The 2015 Everest season looks set to end prematurely in the aftermath of the 7.8 magnitude earthquake which killed at least 19 climbers on the mountain and over 7,000 people in the wider area affected by the disaster. The Chinese Tibetan Mountaineering Association have announced that the north side of Mt. Everest—as well as all other mountains in Tibet—are closed for the season due to the risk of aftershocks. The Khumbu Icefall route remains in a state of disrepair following the avalanche on 25th April which swept away ladders and ropes fixed by Sherpas.
Further aftershocks and tremors have been felt in the area with more forecasted and there remains a high risk of another earthquake of 6.0 magnitude, meaning that the mountain is still unsafe for climbers.
On 29th April, a second avalanche off the West Shoulder of Everest caused further damage to the Khumbu Icefall - the most dangerous section of the South Col route up Everest - upon which Sherpas are reluctant to attempt to re-establish fixed lines due to fears for their safety.

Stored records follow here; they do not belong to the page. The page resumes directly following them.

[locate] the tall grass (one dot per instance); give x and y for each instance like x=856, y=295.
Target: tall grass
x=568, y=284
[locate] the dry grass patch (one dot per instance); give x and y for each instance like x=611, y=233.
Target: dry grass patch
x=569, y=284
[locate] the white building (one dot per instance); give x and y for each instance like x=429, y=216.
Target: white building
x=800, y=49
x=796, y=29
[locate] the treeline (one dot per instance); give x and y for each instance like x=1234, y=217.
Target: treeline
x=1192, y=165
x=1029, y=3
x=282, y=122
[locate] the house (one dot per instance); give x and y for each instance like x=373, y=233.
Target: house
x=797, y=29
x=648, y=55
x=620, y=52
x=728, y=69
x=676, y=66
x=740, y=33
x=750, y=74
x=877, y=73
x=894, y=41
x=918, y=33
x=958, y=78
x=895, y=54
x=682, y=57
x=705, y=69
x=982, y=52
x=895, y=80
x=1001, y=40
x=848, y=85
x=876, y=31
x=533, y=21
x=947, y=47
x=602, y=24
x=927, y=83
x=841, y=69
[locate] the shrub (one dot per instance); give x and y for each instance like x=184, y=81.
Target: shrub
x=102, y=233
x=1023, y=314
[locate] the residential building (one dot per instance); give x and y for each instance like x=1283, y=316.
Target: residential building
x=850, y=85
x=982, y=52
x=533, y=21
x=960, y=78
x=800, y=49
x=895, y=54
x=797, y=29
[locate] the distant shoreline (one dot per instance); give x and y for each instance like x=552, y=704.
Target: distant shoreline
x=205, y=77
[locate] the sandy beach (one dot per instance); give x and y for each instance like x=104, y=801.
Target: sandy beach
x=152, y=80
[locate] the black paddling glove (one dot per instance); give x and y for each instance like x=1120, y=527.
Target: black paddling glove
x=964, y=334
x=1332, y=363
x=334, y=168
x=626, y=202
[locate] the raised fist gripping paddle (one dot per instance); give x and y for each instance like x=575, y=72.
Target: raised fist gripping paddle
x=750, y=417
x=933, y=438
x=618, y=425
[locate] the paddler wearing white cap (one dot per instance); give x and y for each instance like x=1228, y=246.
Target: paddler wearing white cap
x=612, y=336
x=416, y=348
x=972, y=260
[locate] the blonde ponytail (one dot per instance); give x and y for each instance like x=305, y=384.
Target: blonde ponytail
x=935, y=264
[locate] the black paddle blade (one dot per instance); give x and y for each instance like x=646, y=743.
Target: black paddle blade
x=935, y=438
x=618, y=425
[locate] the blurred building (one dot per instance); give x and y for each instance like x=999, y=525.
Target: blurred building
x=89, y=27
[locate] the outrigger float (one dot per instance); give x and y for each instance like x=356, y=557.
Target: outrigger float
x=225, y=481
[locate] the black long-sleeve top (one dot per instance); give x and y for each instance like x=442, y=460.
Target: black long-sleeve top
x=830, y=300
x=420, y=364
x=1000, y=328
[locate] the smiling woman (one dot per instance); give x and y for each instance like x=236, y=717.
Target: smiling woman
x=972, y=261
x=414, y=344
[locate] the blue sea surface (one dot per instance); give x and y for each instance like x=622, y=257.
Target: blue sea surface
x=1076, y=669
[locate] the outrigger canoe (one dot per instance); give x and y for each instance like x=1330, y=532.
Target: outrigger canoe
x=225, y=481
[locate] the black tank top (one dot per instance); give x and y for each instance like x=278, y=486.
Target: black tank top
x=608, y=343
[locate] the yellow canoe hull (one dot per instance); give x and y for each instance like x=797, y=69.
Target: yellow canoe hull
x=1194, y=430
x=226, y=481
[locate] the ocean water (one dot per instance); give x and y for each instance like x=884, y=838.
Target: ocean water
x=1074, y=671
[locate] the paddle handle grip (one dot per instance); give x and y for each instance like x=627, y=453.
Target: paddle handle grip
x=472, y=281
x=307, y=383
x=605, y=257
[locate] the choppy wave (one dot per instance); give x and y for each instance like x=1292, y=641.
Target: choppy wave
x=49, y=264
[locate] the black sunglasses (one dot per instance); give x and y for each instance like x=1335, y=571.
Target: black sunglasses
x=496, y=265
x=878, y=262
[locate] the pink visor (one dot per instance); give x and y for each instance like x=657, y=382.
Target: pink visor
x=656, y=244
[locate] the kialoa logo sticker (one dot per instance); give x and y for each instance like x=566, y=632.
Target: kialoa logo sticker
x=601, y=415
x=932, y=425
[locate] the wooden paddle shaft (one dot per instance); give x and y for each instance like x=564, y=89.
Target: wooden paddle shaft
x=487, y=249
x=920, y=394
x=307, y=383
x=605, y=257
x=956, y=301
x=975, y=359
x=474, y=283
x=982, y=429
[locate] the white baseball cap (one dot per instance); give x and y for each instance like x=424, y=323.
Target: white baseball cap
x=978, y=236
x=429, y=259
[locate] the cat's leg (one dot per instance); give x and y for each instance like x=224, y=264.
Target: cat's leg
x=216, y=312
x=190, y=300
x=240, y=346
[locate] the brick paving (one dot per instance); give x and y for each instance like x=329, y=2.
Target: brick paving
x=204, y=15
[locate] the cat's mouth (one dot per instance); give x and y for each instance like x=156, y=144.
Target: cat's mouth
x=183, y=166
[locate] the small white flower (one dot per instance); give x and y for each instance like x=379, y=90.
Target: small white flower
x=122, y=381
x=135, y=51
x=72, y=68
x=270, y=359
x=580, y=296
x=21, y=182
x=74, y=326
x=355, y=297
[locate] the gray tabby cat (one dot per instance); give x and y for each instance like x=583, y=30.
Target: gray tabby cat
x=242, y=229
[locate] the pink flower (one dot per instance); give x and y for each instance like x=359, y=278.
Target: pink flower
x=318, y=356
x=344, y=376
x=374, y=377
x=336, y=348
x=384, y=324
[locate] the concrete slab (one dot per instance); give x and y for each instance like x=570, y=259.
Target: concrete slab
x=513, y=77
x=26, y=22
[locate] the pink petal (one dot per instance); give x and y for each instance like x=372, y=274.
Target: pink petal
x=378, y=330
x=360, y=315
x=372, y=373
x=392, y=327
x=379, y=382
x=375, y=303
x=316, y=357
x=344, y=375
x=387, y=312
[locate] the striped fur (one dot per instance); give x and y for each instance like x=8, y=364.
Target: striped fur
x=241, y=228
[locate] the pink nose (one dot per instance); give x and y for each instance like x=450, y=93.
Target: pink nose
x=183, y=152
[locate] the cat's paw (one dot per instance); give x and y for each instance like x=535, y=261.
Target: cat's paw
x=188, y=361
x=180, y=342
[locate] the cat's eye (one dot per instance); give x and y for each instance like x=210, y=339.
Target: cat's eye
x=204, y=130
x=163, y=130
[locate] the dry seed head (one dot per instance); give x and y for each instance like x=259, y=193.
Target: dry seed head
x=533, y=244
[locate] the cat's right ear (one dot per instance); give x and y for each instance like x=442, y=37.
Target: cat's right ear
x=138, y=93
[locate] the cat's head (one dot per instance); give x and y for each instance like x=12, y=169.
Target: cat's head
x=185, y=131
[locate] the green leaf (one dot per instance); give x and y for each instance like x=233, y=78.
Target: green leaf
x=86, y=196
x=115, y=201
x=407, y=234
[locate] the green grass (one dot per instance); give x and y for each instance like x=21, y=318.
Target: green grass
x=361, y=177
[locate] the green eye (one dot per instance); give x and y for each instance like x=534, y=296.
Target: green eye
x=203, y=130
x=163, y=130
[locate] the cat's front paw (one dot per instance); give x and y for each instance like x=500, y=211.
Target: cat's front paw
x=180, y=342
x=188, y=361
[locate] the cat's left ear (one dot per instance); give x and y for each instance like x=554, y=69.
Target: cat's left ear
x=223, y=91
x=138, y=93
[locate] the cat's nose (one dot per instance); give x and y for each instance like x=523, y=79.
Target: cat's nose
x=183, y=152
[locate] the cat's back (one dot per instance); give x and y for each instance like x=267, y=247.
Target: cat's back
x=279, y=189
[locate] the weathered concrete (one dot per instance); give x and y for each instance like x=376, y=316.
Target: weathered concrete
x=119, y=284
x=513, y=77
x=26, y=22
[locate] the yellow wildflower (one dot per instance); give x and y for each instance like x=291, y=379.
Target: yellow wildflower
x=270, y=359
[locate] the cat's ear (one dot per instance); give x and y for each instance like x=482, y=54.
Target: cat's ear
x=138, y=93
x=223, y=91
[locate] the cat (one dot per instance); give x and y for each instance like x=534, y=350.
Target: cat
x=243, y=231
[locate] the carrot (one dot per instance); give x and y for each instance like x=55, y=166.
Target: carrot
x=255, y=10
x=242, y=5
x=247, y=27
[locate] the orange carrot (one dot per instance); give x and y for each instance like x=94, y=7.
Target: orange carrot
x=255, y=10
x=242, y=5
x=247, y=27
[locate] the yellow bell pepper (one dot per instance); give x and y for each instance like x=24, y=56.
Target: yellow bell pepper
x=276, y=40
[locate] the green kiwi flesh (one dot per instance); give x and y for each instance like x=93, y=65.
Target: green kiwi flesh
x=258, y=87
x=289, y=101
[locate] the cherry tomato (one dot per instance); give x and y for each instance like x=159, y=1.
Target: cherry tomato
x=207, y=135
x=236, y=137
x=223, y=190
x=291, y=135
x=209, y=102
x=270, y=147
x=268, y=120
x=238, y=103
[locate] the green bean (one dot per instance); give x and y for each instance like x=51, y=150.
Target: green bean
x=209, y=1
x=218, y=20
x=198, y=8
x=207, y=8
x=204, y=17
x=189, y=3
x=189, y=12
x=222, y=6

Most climbers have now left Base Camp and abandoned their expeditions. The Nepalese Government has so far refused to officially announce a ban on climbing the mountain, with the complicated situation of permits and loss of revenue perhaps playing a part. 357 climbers were registered to climb on Everest this season, with permits costing up to £46,200 per individual.
For the first time since 1974 - with the north side closed and the icefall destroyed - it looks as though no-one will summit Mt. Everest this year.